Pour le moment, ce n’est pas un vrai discours mais des réponses de Jésus à celui-ci ou celui-là. Tous cependant écoutent, bien qu’avec des sentiments divers que révèlent l’expression des visages et les remarques des uns ou des autres, et d’après lesquelles je comprends qui ils sont et où ils se dirigent. La conversation change parfois de ton et de personnages car, laissant de côté Jésus, elle devient une libre discussion dans l’assistance pour des raisons de races ou des différences de pensée.
C’est ainsi qu’un vieil homme de Joppé s’en prend à un marchand de Sidon, car celui-ci défend le Maître contre l’incrédulité des juifs qui ne veulent pas admettre que Jésus soit l’Attendu des nations. Et c’est un flot de citations scripturaires appliquées à tort et à travers, combattues par cette simple affirmation du syro-phénicien :
« Moi, je ne me soucie pas des Ecritures, mais je soutiens que c’est lui, car j’ai vu ses miracles et entendu ses paroles. »

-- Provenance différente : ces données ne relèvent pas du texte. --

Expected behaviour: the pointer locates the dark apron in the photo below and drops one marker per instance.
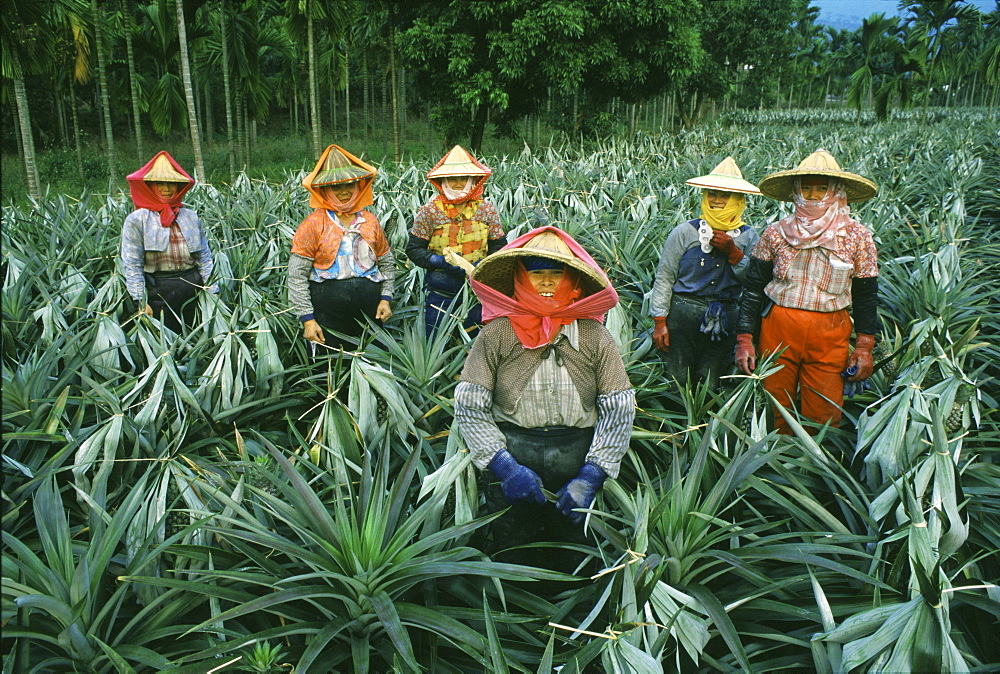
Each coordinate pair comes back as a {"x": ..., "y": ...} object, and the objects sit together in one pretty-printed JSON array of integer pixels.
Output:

La discussion s’étend, car d’autres y prennent part. Les adversaires du Christ crient :
« C’est Belzébuth qui l’aide, ce n’est donc pas le Saint de Dieu. Ce dernier est un roi, ce n’est pas un faux rabbi, ni un mendiant. »
A cela, ceux qui pensent comme le Sidonite rétorquent :
« Les sages sont pauvres parce qu’ils sont honnêtes. Ils ne sont pas cousus d’or et autoritaires comme vos faux rabbis et prêtres. »
On comprend qu’ils parlent ainsi car ce ne sont pas des Hébreux, mais des païens de différentes nations, de passage en Palestine ou naturalisés là, tout en gardant l’esprit païen.
« Sacrilèges !
– C’est vous qui êtes des sacrilèges, vous qui ne voyez même pas la divinité de sa pensée, répondent certains.
– Vous ne méritez pas de l’avoir. Mais, par Zeus ! Nous avons méprisé Socrate, et cela ne nous a pas réussi. Je vous dis : attention à vous. Attention à vous pour que les dieux ne vous frappent pas comme nous l’avons été de très nombreuses fois, s’écrie quelqu’un, certainement un Grec.
– Hou ! les défenseurs du roi d’Israël ! Des païens !
– Et des Samaritains ! Et nous nous vantons de l’être, car nous saurions mieux que vous garder le Rabbi, s’il venait en Samarie. Mais vous… Vous avez construit le Temple. Il est très beau, mais c’est un tombeau rempli de fumier, bien que vous l’ayez couvert d’or et de marbres précieux, s’exclame des extrémités de la foule un personnage de grande taille, vêtu de lin, avec des volants et des broderies, des bandes à la ceinture, des rubans, des bracelets…
– Hou ! un Samaritain ! »
C’est à croire qu’ils disent “ le diable ”, tant les Hébreux intransigeants crient d’horreur en s’écartant comme d’un lépreux. Et en le fuyant, ils lancent à Jésus :
« Chasse-le ! C’est un homme impur ! »
Mais Jésus ne chasse personne. Il cherche à imposer l’ordre et le silence, et les apôtres avec lui, sans grand succès.